WEB POSTED 03-10-2000
70 year
Commemorative of The Nation of Islam in North America
What others have said
Over the last 70 years,
accolades and tributes to the Honorable Elijah Muhammad, Minister Louis
Farrakhan and the Nation of Islam have come from all quarters.
Here's a cross-section of how others have seen it.
Readers Digest magazine
(reported in early 1960s)
"This mild-looking man is the most powerful Black man in
America. He offers a new way of life. Muhammad prompts even his severest
critics to agree when he says he attacks ‘traditional reasons the
Negro race is weak."
James Baldwin, author,
"The Fire Next Time"
"Elijah Muhammad has been able to do what generations
of welfare workers and committees and resolutions and reports and
housing projects and playgrounds have failed to do. ... He has done all
of these things, which our Christian church has spectacularly failed to
do."
Jet magazine
"Muhammad, a master psychologist, offers identification,
definition and belonging to all those who seek it, and in return gets a
loyalty, obedience and discipline which staggers the imagination."
New York Times magazine
"Alone of all the Negro leaders, Elijah Muhammad has a
vivid awareness of the vital need of a new birth in any drastic human
transformation, and he alone mastered the technique of staging a new
identity. ... It is worth remembering that what Elijah Muhammad is doing
to the Negro is, in a sense, what America has done to the immigrant from
Europe."
Arthur J. Schlesinger, former presidential
assistant and historian, writing in Esquire magazine
"Muhammad’s movement is unique in that it has thrived
outside of the Christian tradition and the Protestant community. White
Americans have brought this on themselves, and the responsibility can’t
be evaded by attacking the Muslims.
Newsweek magazine
"They (the Muslims) manage to do something that is beyond
the grasp of most public schools in urban ghettos. Muslims schools have
little trouble with drugs, truancy, or unruly behavior."
Newsweek magazine 30 years
later
"Still, Farrakhan can attract an audience like no other
political performer. Many Blacks also credit Farrakhan with being a
doer.
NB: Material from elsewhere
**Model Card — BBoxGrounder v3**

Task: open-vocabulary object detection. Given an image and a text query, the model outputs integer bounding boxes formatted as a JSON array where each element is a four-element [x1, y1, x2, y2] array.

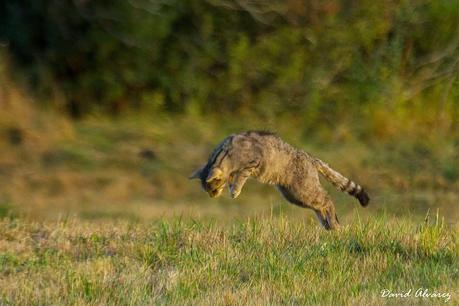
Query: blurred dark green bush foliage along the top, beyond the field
[[0, 0, 459, 133]]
According to them, he saves lost souls, launches Black businesses
and chases drug dealers out of neighborhoods—all without government
handouts. ..."
The Washington Star News
"The Black Muslim Mosque has been called by high police
officials a stabilizing influence in the community."
Life
magazine
The "N.A.A.C.P. and the Urban League cannot match the
impact of the ... Muslims. Their leaders do not have the hour-by-hour
contact with people who, like the Muslims, suffer the problems each and
every day of their lives."
Abdul Basit Naeem, former editor and publisher
of Moslem World & The U.S.A.
"Despite Mr. Elijah Muhammad’s blunt techniques and a
few controversial teachings about certain aspects of Islam, I have
nothing but the utmost respect for the Moslem leader. I do indeed
appreciate his efforts to bring the Black people of America back into
the fold of Islam, which, in his opinion, as in mine, is the only
solution to their basic problems. ... Americans of African descent, I
believe, should be grateful that the Message of Allah has, at last, been
brought to them, through the person (of) ... Mr. Elijah Muhammad."